Выговорившись или, вернее, вылив письменно свою тревогу о бедной женщине, чьи мечты, несомненно, также были разрушены, я использовал свободные дни в Оксфорде, чтобы приобрести новые башмаки и тонкое платье темно-красного цвета, с богатой вышивкой, столь же элегантное, как любая одежда знати. Обычно я одевался просто – во-первых, щадя свой кошелек, во-вторых потому, что чувствовал себя удобнее в простой одежде, которая освобождала меня от постоянного беспокойства о том, что она испачкается или порвется, и, в-третьих, для того, чтобы никто не мог сказать, что покровительство короля сделало меня богатым. В данном случае я подумал: сейчас для меня более важно, чтобы леди Мелюзине при нашем венчании не было стыдно или неловко за мой внешний вид после всего того, что она, вероятно, уже вынесла из-за сплетен о моем происхождении.

ГЛАВА 6

Мелюзина

Сумасшедшая! Я должна была действительно сойти с ума, чтобы по велению короля и королевы без малейшего сопротивления выйти замуж за человека без роду и племени, без имени и собственности, за безземельного ублюдка, у которого не было ничего, кроме положения любимца тех, кто держал меня в плену.

Не помню, как меня одевали; не помню, как король подвел меня к огромным дверям Винчестерского кафедрального собора; не помню даже, как епископ Генрих произнес слова, связывающие меня с сэром Бруно из Джернейва. Не помню ни толпы присутствовавших на нашем венчании, ни празднования, последовавшего за ним, ни того, как меня раздели и показали жениху. Без сомнения, и он был представлен мне, но я должно быть и не взглянула на него, что похоже было принято за проявление девичьей скромности. Не помню ни веселых подшучиваний, разносившихся вокруг, ни того, как меня отвели к постели и уложили рядом с Бруно.

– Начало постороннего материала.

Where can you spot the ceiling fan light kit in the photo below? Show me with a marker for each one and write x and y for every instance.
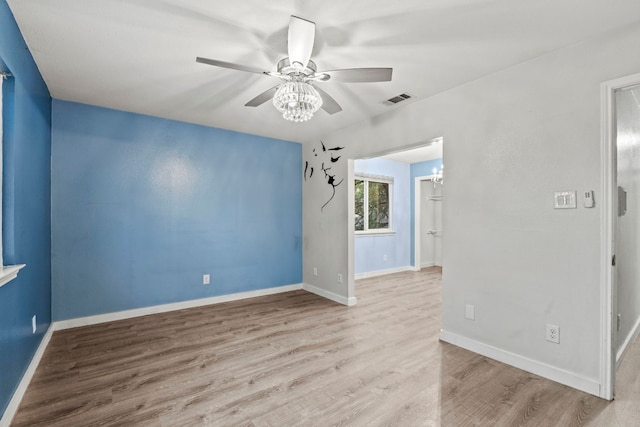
(296, 98)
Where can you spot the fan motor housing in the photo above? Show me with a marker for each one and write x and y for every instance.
(285, 67)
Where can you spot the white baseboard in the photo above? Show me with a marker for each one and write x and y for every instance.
(633, 334)
(145, 311)
(329, 295)
(368, 274)
(12, 408)
(588, 385)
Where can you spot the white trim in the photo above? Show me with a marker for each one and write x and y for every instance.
(375, 232)
(329, 295)
(14, 403)
(417, 223)
(633, 334)
(145, 311)
(9, 272)
(571, 379)
(607, 223)
(376, 273)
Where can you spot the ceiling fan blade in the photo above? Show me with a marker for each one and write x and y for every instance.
(230, 65)
(328, 103)
(360, 75)
(302, 34)
(262, 98)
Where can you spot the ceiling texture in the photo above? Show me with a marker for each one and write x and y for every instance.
(139, 55)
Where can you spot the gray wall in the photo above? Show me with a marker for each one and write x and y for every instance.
(512, 139)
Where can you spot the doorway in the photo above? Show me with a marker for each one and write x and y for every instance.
(428, 222)
(620, 313)
(391, 250)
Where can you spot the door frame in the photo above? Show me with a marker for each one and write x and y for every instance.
(608, 285)
(417, 194)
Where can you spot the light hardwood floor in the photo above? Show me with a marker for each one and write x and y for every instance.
(298, 359)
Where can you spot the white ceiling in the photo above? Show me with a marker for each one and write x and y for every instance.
(139, 55)
(420, 154)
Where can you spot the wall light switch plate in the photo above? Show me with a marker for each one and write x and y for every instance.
(469, 312)
(564, 200)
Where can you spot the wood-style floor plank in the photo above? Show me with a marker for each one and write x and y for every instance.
(297, 359)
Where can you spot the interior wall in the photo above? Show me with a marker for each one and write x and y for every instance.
(142, 207)
(512, 139)
(370, 250)
(25, 207)
(628, 236)
(419, 169)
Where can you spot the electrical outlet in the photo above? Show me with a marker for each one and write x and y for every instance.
(470, 312)
(553, 333)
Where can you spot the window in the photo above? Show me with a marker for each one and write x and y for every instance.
(373, 196)
(7, 272)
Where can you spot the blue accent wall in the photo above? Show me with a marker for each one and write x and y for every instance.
(419, 169)
(369, 250)
(25, 206)
(142, 207)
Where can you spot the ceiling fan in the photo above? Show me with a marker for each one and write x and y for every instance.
(296, 98)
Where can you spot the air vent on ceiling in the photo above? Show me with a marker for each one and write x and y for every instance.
(398, 98)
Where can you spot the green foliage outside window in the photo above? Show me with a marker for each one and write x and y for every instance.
(372, 205)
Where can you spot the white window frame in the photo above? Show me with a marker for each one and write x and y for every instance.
(380, 179)
(7, 272)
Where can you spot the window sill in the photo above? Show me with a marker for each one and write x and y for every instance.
(9, 272)
(374, 233)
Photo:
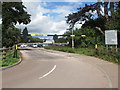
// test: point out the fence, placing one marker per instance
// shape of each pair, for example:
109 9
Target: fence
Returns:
111 53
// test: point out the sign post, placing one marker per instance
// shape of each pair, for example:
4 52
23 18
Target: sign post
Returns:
111 38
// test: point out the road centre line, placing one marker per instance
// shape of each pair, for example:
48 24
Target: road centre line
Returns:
48 72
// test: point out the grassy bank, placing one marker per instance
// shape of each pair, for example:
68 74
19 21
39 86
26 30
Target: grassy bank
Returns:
9 59
100 53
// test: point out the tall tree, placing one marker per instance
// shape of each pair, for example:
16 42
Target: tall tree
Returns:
55 37
12 13
25 35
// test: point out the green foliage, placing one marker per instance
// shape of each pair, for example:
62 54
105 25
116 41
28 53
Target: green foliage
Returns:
55 37
9 60
13 13
11 36
25 35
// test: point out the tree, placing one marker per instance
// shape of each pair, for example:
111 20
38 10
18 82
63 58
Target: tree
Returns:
55 37
87 13
12 13
25 35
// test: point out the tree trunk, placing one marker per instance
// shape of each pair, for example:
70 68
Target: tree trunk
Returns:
98 8
111 8
106 8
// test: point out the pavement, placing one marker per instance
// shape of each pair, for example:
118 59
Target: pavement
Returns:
43 68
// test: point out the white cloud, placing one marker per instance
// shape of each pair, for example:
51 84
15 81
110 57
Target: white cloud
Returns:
41 24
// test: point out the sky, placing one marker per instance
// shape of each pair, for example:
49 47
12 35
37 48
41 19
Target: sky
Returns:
49 17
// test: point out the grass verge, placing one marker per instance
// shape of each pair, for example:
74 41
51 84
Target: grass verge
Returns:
103 54
10 60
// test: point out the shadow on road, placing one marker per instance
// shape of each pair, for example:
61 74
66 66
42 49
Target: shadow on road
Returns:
24 49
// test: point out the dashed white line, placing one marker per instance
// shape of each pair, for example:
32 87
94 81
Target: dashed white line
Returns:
48 72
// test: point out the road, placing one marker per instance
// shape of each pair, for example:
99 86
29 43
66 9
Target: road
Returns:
42 68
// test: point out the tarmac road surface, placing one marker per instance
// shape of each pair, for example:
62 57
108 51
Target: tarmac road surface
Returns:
42 68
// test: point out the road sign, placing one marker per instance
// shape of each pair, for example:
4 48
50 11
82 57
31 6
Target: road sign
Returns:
111 37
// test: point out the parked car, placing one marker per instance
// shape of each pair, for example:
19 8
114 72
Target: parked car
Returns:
35 45
23 45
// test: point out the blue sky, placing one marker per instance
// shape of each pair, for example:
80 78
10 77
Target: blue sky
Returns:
49 17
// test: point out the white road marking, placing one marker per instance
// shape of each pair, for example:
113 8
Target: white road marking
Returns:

Все, что я помню, – пронзающая боль между бедрами и внезапное презрение, когда я увидела прямо над собой лицо того человека, который вломился в двери зала в Улле и с таким презрением отвернулся от моего искаженного ужасом лица. Потрясение лишило меня и дара речи, и способности двигаться. И я не ударила его, и даже не закричала от боли.

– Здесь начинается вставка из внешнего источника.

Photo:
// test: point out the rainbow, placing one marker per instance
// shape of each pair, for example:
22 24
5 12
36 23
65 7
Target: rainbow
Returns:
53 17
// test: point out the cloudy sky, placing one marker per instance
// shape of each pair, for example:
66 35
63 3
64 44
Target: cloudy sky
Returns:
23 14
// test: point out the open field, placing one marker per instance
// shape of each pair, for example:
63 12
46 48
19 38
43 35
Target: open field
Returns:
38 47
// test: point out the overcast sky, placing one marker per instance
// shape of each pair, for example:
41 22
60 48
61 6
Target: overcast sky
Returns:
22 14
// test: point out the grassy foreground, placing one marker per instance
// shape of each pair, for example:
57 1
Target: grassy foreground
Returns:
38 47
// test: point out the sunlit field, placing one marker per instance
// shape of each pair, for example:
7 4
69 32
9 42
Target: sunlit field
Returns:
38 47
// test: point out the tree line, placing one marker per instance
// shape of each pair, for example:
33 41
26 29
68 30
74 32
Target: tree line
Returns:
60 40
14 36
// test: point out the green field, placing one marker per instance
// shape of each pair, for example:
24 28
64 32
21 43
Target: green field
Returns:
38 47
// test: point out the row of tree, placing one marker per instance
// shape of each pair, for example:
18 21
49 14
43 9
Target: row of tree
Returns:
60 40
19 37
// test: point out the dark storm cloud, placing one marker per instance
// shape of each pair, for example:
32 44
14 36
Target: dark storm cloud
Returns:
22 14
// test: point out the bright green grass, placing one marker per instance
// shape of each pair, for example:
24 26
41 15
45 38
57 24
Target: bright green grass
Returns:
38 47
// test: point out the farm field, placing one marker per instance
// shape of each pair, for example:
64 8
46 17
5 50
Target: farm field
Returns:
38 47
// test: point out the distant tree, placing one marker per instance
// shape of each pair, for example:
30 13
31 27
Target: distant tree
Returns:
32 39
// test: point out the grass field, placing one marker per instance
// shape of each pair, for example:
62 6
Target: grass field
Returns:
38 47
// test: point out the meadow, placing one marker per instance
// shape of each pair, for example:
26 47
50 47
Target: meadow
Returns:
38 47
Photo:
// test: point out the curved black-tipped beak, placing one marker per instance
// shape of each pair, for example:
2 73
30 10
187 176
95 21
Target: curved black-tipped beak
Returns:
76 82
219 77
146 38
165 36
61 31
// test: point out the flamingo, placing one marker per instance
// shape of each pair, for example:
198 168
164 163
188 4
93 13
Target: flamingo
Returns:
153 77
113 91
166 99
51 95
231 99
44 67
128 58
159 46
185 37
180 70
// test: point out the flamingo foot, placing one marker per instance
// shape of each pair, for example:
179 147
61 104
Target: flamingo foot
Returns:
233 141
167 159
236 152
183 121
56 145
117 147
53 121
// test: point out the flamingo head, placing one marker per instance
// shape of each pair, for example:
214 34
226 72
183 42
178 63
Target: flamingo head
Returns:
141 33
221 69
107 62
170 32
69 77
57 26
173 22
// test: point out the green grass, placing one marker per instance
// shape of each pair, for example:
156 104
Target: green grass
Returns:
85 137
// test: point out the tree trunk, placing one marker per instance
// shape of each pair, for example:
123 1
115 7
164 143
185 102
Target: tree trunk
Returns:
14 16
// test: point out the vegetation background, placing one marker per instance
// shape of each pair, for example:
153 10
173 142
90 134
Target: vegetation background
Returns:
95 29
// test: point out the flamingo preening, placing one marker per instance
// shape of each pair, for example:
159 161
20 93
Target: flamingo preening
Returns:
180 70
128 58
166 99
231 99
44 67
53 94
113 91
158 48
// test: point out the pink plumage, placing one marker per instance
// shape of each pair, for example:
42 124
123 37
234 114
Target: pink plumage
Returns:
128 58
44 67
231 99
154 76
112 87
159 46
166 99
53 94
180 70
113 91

Я не ощущала времени, прошедшего с тех пор, как, обезумев от горя, упала без чувств у ног короля, до этого момента, когда обнаружила себя нанизанной на копье мужчины, овладевшего тогда моим домом. Я смогла только осознать, что король швырнул-таки меня на поругание своей армии, на поругание до смерти. И ужас подобного конца вновь лишил меня чувств.

Сознание вернулось ко мне вместе с воплями, кипящими в горле; пальцы мои были скрючены как когти. Но рядом не было причины, что могла бы вызвать подобные реакции. Я лежала одна, укрытая до плеч красивым тканым легким шерстяным одеялом. На какое-то мгновение сердце забилось от радости, когда я вообразила, что все ужасы, свалившиеся на меня, были не чем иным, как кошмарным сном. Но в следующий миг ощущение боли между ног и чего-то влажного и липкого на бедрах подсказывало, что я была лишена девственности, а тихое дыхание, слышное с левой стороны, принадлежало вовсе не служанке, спящей на соломенном тюфяке, а тому мужчине.